Of Ayckbourn's 74 full-length plays, this is his most successful as well as the most critically appreciated. Showing three British couples at three consecutive Christmas Eve parties thrown by each of them, it has the comic compaction of three one-act plays while developing our understanding of the half-dozen walking wounded into satisfying last-act payoffs.
All the action takes place not in the living room where the parties-proper are happening, but in the respective kitchens. We're privy to conversations where what's really going on is spoken about with blunt openness, sometimes listening in when they are at their least guarded and letting their masks of propriety slip. And everyone here has something to hide.

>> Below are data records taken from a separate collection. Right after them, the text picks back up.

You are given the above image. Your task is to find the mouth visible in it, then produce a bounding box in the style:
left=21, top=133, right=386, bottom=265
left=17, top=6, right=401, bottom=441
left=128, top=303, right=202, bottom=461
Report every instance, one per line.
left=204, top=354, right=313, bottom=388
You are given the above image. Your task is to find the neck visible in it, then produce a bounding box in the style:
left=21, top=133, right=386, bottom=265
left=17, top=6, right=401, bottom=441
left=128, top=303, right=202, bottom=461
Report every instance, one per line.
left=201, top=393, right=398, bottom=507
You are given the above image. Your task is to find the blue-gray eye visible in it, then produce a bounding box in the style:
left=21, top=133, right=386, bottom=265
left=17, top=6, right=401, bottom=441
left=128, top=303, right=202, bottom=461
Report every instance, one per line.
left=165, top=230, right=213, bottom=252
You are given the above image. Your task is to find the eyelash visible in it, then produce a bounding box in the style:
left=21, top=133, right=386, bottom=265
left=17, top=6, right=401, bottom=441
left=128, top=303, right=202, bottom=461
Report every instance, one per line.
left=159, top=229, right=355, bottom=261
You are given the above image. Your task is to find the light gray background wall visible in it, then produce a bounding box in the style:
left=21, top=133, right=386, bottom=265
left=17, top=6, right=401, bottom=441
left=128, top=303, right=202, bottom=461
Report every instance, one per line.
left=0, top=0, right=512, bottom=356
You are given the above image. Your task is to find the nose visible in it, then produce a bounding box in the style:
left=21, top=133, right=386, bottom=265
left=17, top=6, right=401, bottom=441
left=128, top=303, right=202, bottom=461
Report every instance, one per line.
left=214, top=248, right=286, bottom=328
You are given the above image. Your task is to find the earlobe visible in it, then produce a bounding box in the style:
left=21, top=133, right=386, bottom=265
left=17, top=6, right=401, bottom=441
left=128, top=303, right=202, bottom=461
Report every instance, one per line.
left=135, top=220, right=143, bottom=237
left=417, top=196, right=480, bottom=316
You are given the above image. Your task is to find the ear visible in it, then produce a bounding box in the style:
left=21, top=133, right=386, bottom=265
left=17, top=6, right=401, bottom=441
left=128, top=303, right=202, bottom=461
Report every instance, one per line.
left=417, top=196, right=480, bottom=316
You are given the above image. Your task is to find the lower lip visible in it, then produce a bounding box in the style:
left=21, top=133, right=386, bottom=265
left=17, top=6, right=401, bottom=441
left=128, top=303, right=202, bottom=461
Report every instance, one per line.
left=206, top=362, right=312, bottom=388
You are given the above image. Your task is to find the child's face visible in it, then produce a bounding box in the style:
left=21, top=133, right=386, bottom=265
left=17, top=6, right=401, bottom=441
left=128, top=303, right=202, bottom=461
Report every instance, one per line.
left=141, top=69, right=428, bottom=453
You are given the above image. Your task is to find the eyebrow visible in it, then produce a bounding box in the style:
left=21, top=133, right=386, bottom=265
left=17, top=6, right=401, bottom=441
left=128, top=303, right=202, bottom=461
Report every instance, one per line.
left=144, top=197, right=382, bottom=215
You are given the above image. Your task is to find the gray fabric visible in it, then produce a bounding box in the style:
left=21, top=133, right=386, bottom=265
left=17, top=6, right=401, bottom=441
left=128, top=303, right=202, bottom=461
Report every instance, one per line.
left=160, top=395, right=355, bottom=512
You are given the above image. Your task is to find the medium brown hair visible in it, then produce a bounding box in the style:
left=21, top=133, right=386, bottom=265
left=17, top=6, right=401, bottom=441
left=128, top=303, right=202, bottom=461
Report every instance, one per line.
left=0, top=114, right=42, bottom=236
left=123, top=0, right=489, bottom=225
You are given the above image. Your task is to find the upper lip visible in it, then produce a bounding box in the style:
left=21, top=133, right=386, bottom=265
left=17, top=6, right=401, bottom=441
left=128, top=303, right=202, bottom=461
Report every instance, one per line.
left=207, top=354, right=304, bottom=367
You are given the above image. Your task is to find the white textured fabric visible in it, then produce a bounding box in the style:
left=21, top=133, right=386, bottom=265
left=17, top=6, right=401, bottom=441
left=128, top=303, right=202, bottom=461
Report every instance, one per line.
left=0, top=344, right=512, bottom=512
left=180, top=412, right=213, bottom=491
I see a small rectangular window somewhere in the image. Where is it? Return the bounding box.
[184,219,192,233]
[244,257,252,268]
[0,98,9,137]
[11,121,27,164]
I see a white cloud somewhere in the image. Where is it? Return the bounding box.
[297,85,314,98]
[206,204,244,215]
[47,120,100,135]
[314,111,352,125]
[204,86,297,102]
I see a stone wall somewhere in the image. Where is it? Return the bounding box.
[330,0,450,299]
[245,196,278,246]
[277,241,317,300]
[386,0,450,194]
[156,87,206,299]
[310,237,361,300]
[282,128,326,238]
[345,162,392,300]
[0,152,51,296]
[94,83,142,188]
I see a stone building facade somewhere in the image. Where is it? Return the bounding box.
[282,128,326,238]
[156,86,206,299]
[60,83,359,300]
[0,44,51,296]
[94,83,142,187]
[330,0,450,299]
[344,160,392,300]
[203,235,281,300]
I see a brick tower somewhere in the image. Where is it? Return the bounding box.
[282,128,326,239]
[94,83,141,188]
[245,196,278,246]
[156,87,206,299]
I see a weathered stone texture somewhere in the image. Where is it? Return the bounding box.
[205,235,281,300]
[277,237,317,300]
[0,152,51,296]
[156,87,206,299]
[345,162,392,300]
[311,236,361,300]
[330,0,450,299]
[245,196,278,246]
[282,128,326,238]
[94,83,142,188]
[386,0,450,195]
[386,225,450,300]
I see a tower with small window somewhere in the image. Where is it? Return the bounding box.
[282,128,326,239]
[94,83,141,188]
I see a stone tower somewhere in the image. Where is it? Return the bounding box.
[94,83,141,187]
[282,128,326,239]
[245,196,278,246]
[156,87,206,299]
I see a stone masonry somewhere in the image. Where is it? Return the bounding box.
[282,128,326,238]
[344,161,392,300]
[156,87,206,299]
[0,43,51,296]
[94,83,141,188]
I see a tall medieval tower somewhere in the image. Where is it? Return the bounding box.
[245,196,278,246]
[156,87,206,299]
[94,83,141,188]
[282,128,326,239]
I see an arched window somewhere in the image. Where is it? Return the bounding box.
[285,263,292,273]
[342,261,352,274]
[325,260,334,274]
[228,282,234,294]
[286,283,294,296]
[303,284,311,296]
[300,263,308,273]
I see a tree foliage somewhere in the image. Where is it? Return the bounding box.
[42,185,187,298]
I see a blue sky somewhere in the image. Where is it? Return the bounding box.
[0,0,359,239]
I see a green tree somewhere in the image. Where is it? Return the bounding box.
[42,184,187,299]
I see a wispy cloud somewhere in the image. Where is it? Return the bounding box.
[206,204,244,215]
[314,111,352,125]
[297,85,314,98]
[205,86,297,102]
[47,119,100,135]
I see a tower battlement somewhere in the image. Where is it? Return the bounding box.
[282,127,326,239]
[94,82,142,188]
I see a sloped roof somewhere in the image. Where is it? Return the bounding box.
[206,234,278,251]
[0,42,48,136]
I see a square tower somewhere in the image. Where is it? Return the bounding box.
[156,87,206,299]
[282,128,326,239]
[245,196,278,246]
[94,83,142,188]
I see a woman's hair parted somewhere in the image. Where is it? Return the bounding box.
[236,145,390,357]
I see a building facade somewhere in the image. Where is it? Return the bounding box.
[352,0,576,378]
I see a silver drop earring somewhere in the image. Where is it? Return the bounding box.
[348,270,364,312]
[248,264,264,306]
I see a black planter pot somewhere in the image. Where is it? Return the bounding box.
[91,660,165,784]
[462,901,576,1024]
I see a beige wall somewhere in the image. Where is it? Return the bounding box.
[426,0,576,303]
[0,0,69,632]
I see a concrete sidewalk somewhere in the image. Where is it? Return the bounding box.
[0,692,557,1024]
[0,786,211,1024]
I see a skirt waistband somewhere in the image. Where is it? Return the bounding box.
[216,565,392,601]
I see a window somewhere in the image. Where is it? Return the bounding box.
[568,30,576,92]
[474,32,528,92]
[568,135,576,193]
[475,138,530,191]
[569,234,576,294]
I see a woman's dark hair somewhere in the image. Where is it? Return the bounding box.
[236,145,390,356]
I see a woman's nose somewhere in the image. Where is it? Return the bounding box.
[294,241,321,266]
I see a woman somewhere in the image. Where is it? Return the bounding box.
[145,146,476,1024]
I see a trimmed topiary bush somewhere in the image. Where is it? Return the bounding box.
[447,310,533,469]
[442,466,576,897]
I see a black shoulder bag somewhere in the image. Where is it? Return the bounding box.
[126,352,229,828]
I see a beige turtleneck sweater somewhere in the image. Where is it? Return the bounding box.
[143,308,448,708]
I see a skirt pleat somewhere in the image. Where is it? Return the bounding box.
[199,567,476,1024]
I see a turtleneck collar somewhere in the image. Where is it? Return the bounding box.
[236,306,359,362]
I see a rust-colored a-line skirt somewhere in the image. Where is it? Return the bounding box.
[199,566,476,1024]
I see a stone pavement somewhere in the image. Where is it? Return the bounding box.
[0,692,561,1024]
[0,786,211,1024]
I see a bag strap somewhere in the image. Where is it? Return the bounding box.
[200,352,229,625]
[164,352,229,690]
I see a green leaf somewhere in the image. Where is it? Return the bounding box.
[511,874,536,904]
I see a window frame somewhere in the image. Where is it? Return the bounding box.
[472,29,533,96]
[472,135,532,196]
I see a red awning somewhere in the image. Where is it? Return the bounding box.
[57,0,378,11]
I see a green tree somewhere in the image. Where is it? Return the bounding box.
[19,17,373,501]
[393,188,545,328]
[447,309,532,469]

We are the invited, voyeuristic guests first of Sidney (Stephen Berenson), a contractor with ruthless business ambitions, and his wife Jane (Angela Brazil), a sweet, highly pressurized soul who takes solace in diligently doing housework. Then there is Geoffrey (Fred Sullivan, Jr.), an architect and self-described "sexual Flying Dutchman," and his wife Eva (Phyllis Kay), a pill-popping depressive not as okay with his dalliances as he'd like to think. Lastly, we're at the home of Ronald (Timothy Crowe), distinguished banker, and wife Marion (Anne Scurria), hypocritical charmer, snob, and raging alcoholic.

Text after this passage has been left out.